Las manos siguen siendo vitales para reconocer cuanto les rodea,
así que debe enseñarse al pequeño que debe lavarlas varias
veces al día, especialmente antes de comer y después de ir al
baño, tanto en casa como en la escuela. Es fundamental evitar que se
coma las uñas o arranque pellejos, ya que ello puede ocasionar lesiones
e infectar los dedos.
Respecto a la higiene corporal, es importante iniciar con la cara, por ejemplo,
cuando el niño termine de comer y tenga el rostro sucio póngalo
frente al espejo, de forma que pueda apreciar su aspecto y siga cada uno de
los pasos para su limpieza; utilice jabón infantil e indíquele
que debe cerrar los ojos para que no se irriten. Recuerde que alabar tiene siempre
más efecto que reprimir, por lo cual podemos premiar al chico planteándole
un nuevo reto de mayor responsabilidad y autonomía, como acompañarnos
en la ducha y, poco a poco, pedirle que haga lo que nosotros llevamos a cabo;
sin duda resultará motivante para el niño ver que se va confiando
en él en función de su responsabilidad.
Desde pequeño es importante que sepa que cada prenda
-incluyendo calzado- que vaya a vestir debe estar limpia, ser cómoda
(nunca ajustada porque comprime abdomen y zona genital) y adaptarse a las condiciones
ambientales, de lo contrario puede presentar alteraciones en la piel, (por ejemplo,
irritación) y si no está bien abrigado, resfriarse. Asimismo,
es básico que diariamente se le cambien calcetines, ropa interior y calzado,
así como procurar que calce sandalias cuando acuda a una alberca, pues
de esta manera se pueden prevenir infecciones.

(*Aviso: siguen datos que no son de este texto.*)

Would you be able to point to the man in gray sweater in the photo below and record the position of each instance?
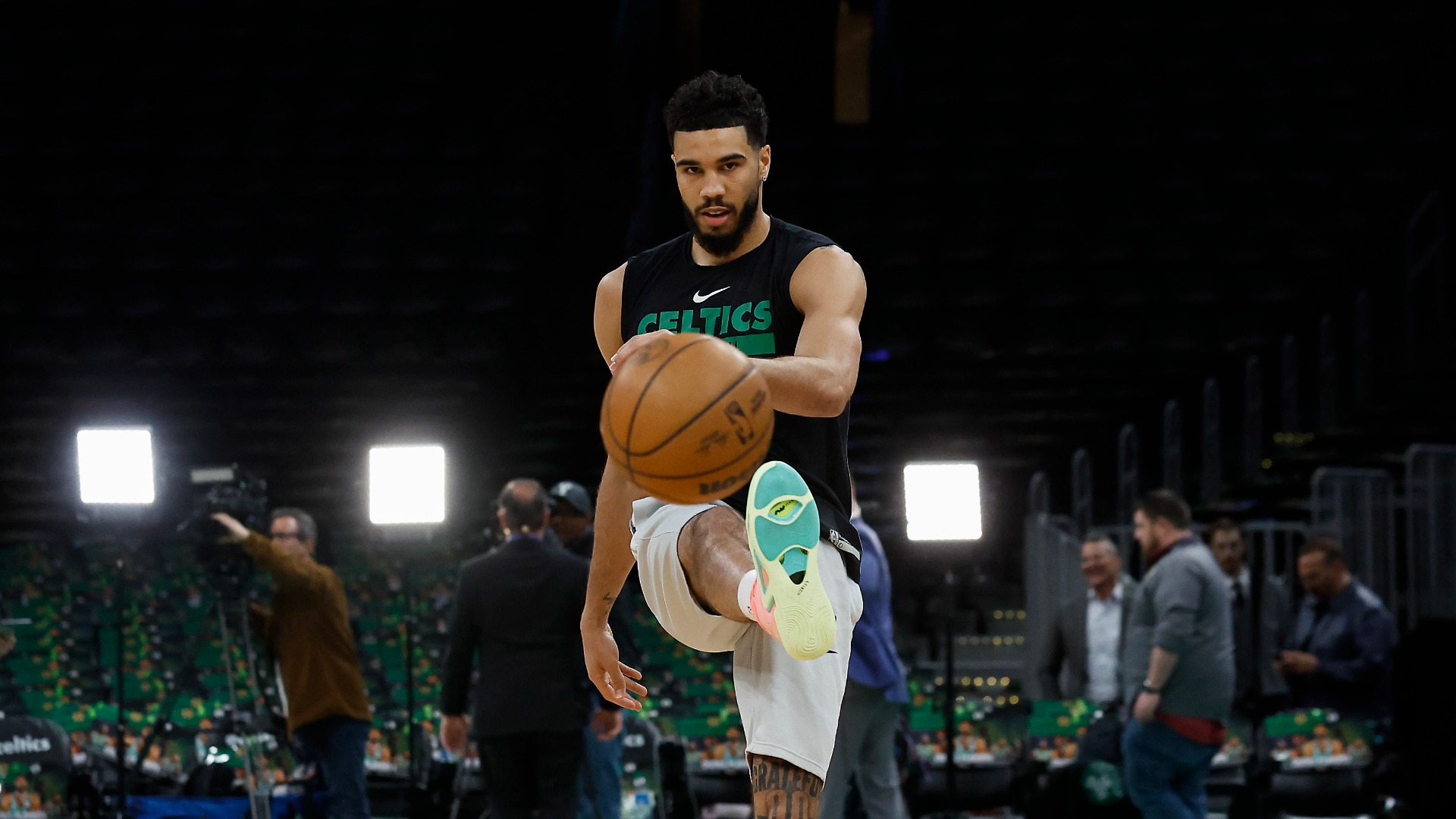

El niño generalmente considera al peine un enemigo natural,
por lo que debemos poner especial cuidado con los tirones y peinarlo con delicadeza,
mientras le hablamos y dejamos claro lo bien que se ve.
Más que higiene
Hay otros factores fundamentales que hemos de inculcar a nuestros hijos desde
que son niños y que redundarán en su buena imagen, y salud, como
no meterse los dedos en la nariz y toser o estornudar cubriéndose la
boca. Nuevamente, la mejor herramienta es el ejemplo, digamos, al taparnos la
boca para bostezar y hacer lo propio para estornudar, además de girar
la cabeza, de forma que el bebé de año y medio no tardará
en imitarnos; no olvide que aplaudir esas iniciativas será el mejor estímulo
para él.
No está demás recalcar que los hábitos
de higiene que enseñemos a nuestros hijos deben ser inculcados, nunca
forzados. Tampoco hay que dejar de lado que no hay reglas uniformes, porque
cada hijo es diferente: mientras a unos tendremos que perseguirlos para que
entren en la bañera, a otros tendremos que insistirles para que la dejen.